やってくる客は少ないながら様々で、穏やかな人も居れば、愚痴をこぼしにやってきた者、中には組織絡みの人間だってやってくる。
そんなエイルの閉店時間は21:00。現時刻をもってラストオーダーを終えたリフィアと白髪のひとり娘レナは喫茶店の後片付けに取り掛かった。
「………」
その最中、リフィアはキッチンの戸棚を開き、あるものを見つめる。
それは黒い物体で、手に持つとズッシリとした重量感のあるもの…。
リフィアはただそれを見つめるだけで手に取らず、何か覚悟を決めたような顔付きでゴクリと固唾を呑んだ。
「…ママ?」
「へ?」
物静かにじっと見つめるリフィアだったが、横からやってきたレナの声で我に返った。
振り向くと、そこには心配そうにリフィアを見つめるレナの姿が…。
「あ、あぁ。
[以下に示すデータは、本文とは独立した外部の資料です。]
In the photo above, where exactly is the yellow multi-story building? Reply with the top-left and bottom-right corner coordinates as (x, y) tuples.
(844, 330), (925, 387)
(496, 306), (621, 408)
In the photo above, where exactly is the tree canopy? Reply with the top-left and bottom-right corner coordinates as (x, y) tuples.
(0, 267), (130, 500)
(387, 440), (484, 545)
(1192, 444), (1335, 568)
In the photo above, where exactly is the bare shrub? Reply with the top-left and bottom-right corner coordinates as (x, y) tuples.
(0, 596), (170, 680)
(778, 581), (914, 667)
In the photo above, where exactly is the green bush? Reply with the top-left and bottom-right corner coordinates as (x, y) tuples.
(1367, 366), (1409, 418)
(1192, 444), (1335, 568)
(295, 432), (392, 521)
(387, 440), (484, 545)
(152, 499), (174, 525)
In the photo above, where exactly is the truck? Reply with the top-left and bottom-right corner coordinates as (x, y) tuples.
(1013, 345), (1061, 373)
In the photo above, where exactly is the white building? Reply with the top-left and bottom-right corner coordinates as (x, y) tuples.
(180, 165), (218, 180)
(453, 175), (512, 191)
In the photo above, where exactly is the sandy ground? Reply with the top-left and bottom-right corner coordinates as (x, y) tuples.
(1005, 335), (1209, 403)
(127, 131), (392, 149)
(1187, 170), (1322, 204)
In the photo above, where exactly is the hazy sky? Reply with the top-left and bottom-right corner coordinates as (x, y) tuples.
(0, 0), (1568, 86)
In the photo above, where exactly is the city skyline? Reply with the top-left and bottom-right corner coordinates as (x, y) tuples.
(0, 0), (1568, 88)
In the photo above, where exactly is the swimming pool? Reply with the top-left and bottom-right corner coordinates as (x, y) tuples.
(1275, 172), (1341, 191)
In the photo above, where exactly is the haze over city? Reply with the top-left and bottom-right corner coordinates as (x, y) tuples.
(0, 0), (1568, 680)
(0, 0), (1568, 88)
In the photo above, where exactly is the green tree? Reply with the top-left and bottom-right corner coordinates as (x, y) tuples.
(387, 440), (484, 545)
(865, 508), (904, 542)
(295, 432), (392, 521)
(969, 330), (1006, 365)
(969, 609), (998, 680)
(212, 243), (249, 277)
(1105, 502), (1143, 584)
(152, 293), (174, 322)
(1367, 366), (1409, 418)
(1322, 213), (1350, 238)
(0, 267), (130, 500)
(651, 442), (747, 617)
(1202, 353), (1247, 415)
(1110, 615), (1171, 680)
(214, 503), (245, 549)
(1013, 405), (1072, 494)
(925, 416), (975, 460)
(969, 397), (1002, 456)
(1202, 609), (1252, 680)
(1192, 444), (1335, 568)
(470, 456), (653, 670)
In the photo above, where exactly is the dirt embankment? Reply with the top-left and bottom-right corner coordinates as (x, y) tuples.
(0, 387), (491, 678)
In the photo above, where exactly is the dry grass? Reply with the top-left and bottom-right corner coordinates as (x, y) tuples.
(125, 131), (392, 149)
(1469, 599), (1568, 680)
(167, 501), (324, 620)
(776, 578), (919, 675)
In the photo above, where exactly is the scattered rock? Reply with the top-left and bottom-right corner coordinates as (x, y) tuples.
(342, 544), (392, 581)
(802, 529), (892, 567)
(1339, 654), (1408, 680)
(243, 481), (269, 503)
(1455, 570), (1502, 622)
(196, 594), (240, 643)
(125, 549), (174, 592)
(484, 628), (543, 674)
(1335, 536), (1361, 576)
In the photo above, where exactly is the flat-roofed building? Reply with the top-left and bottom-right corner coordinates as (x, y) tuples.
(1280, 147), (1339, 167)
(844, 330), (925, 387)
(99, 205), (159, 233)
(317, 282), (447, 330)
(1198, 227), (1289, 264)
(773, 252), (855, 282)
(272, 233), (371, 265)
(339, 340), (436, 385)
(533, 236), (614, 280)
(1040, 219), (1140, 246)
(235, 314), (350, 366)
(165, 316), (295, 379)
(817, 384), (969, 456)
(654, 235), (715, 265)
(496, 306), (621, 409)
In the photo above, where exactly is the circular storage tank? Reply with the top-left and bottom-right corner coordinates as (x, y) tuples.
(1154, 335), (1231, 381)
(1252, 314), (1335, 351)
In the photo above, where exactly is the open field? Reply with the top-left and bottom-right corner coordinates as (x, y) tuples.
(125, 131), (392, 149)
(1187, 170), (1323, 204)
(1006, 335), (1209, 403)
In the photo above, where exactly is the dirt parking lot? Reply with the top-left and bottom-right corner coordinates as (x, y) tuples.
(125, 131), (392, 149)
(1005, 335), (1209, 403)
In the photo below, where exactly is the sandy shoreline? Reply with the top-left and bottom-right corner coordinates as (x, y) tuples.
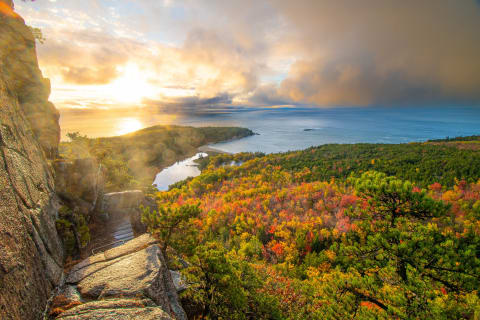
(198, 145), (232, 155)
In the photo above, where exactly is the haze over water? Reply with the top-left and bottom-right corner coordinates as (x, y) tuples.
(61, 107), (480, 153)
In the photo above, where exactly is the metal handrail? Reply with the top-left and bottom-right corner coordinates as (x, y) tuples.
(92, 240), (125, 255)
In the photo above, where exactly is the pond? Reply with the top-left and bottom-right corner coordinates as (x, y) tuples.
(153, 152), (208, 191)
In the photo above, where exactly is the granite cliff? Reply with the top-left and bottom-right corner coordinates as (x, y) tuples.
(0, 0), (186, 320)
(0, 0), (63, 319)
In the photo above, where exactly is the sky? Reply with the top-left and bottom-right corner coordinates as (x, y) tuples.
(15, 0), (480, 113)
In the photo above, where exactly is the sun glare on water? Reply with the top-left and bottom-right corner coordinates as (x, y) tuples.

ごめんね、後片付けだね」
正気を取り戻したリフィアは苦笑いしながら一言謝罪すると、再度後片付けに手を出した…
_ドォンッ!!
…まさにその直後だった。
締まったはずの出入口用の扉が勢いよく蹴破られ、外からは大量の黒服の男が流れ込んできたのだ。
「っ!!」
突然の招かれざる客にレナは悲鳴を上げてリフィアの背後へ、リフィアはそのレナを守る形で一歩後ろへ下がった。
この対応からして過去に何度も似たようなことがあるようで、リフィアは度々黒服集団に頭を悩ませているらしい。
そんな黒服集団を掻き分け、現れたのは貫禄のある丸坊主の大男。背中には日本語とも英語とも捉えられない文字がデカデカと記載されている。
この男が黒服を取り締まってる者だと見える。
「よぉ、リフィア。借金返済の方はどうだ?」
タバコを一本口に銜えたその男は、黒服のひとりから火を灯させ、ニコチンを含んだ汚い煙を撒き散らしながらニヤリと笑う。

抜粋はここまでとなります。